La tirade du C.V
Grégory Veilleur
— Vous ! Vous avez un CV… heu… Un CV… Inintéressant.
— C'est tout ?
— Oui.
— Ah non, c'est un peu court jeune homme, on peut maudire, oh dieu, de bien des manières en somme, en variant le ton. Par exemple, tenez :
Compulsif : « Moi monsieur si j'avais un tel CV, il faudrait sur-le-champ que je me le refasse ! »
Marital : « mais vous n'êtes pas à votre place ! Pour voir, cessez de dormir au hamac ! »
Descriptif : « c'est du toc, il y a un hic, c'est en vrac ! Que dis-je c'est en vrac, c'est une longue insulte ! »
Pluvieux : « de quoi sert ce carton hirsute ? De défouloir, Monsieur, ou d'abri à guano ? »
Voluptueux : « avez-vous à ce point le cœur gros, qu'indirectement, vous vous mîtes en quatre, pour tendre au patron une pareille plaque ? »
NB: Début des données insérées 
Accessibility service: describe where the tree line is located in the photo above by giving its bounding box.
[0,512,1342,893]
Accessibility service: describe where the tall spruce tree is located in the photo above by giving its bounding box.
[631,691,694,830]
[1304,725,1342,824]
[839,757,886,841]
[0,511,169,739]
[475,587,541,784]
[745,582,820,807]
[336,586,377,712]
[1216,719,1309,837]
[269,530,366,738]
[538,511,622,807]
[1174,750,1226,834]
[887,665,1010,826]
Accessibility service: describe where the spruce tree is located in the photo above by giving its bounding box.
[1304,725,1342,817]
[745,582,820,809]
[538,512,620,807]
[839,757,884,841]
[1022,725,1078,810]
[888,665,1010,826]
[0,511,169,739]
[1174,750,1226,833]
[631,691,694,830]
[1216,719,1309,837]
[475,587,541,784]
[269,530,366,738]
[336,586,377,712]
Truculent : « ça monsieur, lorsque vous l'imprimez, l'encre rouge vous sort-elle du nez sans qu'un client ne crie : il saigne ! Ça lui plaît ! »
Avenant : « gardez-vous, votre espoir préservé par ce tracte, de chuter comme une éponge molle ! »
Tendre : « surveillez donc son cholestérol, cessez alors de le charger comme un âne ! »
Pédant : « le brouillon veule, Monsieur, que le misérable lui-même s'empresserait de jeter à la fosse, dût avoir sous le front tant de nerfs ! Sur une bosse… »
Ricaneur : « quoi, l'ami, vous vous levez à l'aube ? Pour trouver du travail, c'est extrêmement commode ! »
Malade : « aucun mouchoir ne peut, tissu d'Arsenal, te moucher tout entier, c'est la quête du Graal ! »
Mélancolique : « il n'a pas eu de veine »…
Flatteur : « pour Pôle emploi, quelle aubaine ! »
Défaitiste : « Monsieur, préparer votre baluchon ! »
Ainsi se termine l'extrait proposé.